Die Vereinigten Staaten haben am Montag mitgeteilt, dass ihre Gemeinsame Einsatzgruppe Southern Spear einen erneuten tödlichen Angriff in internationalen Gewässern des östlichen Pazifiks durchgeführt hat, bei dem drei Wasserfahrzeuge versenkt und acht angebliche „Narcoterroristen“ getötet wurden.
Die Operation wurde direkt vom Verteidigungsminister Pete Hegseth angeordnet und fiel unter das Kommando des United States Southern Command (SOUTHCOM), wie die Behörde selbst in einer auf der sozialen Plattform X veröffentlichten Nachricht bestätigte.
Laut dem offiziellen Kommuniqué fand die Aktion am 15. Dezember statt und bestand aus „tödlichen kinetischen Angriffen“ auf drei Fahrzeuge, die gemäß der US-amerikanischen Geheimdienste von als Terrororganisationen bezeichneten Gruppen betrieben wurden und sich auf einer bekannten Route für den Drogenhandel befanden.
Drei gesunkene Schiffe und acht Tote
SOUTHCOM erklärte, dass insgesamt acht Männer gestorben sind: drei Insassen des ersten angegriffenen Bootes, zwei im zweiten und drei im dritten. Alle wurden von Washington als „Narkoterroristen“ eingestuft.
Der Militärbericht erwähnt keine Festnahmen oder Rettungen, was bestätigt, dass es sich um eine ausschließlich tödliche Operation auf hoher See handelte.
Erhöhung der Kampagne Southern Spear
Dieser Angriff reiht sich in eine Reihe von kürzlichen Operationen der Task Force Southern Spear ein, die gegen mit dem Drogenhandel verbundene Schiffe sowohl im östlichen Pazifik als auch in der Karibik durchgeführt wurden.
Im November hatte die Vereinigten Staaten bereits von einem ähnlichen Angriff berichtet, bei dem ein Boot zerstört wurde und drei Besatzungsmitglieder ums Leben kamen, ebenfalls auf einer gewohnten Route des Drogenhandels.
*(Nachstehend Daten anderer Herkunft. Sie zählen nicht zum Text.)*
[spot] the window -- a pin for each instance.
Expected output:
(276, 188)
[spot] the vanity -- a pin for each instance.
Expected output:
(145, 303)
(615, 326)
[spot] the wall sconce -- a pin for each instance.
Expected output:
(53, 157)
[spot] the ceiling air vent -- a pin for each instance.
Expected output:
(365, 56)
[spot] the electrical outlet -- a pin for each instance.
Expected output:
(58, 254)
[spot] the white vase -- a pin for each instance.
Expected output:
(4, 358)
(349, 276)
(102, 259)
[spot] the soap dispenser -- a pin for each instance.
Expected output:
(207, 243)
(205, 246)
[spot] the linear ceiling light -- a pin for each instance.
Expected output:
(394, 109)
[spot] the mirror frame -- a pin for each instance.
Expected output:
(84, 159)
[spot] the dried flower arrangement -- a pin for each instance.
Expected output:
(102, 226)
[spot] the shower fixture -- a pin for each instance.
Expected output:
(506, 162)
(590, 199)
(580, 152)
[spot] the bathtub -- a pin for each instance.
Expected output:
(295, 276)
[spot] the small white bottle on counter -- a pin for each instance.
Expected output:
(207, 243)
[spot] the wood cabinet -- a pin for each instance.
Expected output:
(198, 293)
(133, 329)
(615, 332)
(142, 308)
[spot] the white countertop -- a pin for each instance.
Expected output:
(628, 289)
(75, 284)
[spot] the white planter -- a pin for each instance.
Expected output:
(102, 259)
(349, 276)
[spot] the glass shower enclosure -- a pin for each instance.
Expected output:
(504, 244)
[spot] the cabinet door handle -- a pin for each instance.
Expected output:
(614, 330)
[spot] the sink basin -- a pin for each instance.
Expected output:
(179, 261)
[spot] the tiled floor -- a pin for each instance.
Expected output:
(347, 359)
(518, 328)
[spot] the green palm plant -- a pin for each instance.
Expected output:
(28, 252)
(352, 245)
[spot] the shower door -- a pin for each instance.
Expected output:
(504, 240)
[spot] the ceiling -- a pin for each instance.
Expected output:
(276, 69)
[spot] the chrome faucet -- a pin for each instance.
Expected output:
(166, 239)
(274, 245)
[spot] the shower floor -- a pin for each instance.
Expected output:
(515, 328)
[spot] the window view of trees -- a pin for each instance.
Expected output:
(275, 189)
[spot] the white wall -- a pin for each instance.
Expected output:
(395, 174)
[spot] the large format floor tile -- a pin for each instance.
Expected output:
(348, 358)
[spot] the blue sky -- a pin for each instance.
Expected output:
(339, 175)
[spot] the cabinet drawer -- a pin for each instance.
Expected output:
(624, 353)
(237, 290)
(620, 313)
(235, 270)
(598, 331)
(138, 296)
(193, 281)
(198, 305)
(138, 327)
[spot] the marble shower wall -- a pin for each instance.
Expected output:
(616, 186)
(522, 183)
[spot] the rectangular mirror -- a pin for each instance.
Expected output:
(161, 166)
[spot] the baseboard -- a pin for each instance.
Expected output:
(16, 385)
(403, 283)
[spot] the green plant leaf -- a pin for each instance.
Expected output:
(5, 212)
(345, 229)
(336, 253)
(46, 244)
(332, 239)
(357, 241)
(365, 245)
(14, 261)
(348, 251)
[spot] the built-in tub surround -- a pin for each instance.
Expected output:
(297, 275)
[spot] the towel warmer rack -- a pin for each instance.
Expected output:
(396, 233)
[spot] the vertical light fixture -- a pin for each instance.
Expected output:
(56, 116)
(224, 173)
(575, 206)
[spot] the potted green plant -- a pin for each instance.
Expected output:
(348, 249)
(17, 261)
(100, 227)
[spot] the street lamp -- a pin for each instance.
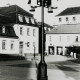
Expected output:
(42, 66)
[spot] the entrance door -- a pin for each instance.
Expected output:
(51, 50)
(59, 50)
(21, 48)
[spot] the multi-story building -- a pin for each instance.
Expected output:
(8, 39)
(68, 16)
(60, 38)
(67, 32)
(25, 28)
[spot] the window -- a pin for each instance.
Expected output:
(3, 44)
(20, 18)
(27, 19)
(28, 44)
(74, 18)
(60, 19)
(3, 29)
(21, 30)
(68, 38)
(66, 18)
(49, 38)
(33, 32)
(12, 45)
(59, 38)
(76, 38)
(28, 31)
(33, 44)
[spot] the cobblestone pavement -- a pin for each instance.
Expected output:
(59, 67)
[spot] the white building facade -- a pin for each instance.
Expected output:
(62, 37)
(68, 16)
(28, 38)
(25, 28)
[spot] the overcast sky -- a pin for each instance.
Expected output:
(49, 17)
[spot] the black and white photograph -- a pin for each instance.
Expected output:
(39, 39)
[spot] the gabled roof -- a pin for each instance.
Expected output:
(13, 13)
(9, 31)
(4, 19)
(45, 25)
(65, 29)
(70, 11)
(14, 8)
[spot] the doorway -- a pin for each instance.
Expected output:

Zu diesem Zeitpunkt erklärte Washington, dass die Kampagne bereits mehr als zwanzig zerstörte Boote und Dutzende von Toten unter den an dem illegalen Drogenverkehr Beteiligten verzeichnete.
Ein weiterer anschließender Angriff auf ein Schiff in internationalen Gewässern folgte dem gleichen operativen Muster: Identifizierung des verdächtigen Fahrzeugs, Einsatz tödlicher Gewalt und das Fehlen von Festnahmen, die vor Gericht gebracht werden könnten.
Der politische Rahmen: Offener Krieg gegen die Kartelle
Die Operationen von Southern Spear sind Teil der militärischen Offensive, die von der Verwaltung von Donald Trump gegen die Drogenkartelle gestartet wurde, und die im Rahmen der Mission mit dem Namen „Lanze des Südens“ stattfindet.
Trump erklärte die Vereinigten Staaten für einen „nicht internationalen bewaffneten Konflikt“ gegen diese kriminellen Organisationen und bezeichnete Fentanyl als eine „Waffe der massiven Zerstörung“, während er anordnete, „alle verfügbaren Ressourcen“ zu nutzen, um gegen sie vorzugehen.
Parallel hat das Südkommando seinen militärischen Einsatz in der Region verstärkt, indem Kriegsschiffe, Flugzeugträger und amphibische Einheiten in die Karibik geschickt wurden, zusätzlich zu Übungen mit Live-Feuer und einer Erhöhung der Luftpatrouillen in der Nähe von Ländern wie Venezuela.
Der neue Angriff im östlichen Pazifik bestätigt die Kontinuität dieser Strategie: eine nachhaltige Militärkampagne mit Einsatz von tödlicher Gewalt in internationalen Gewässern und ohne gerichtliche Verfahren für die getöteten Verdächtigen.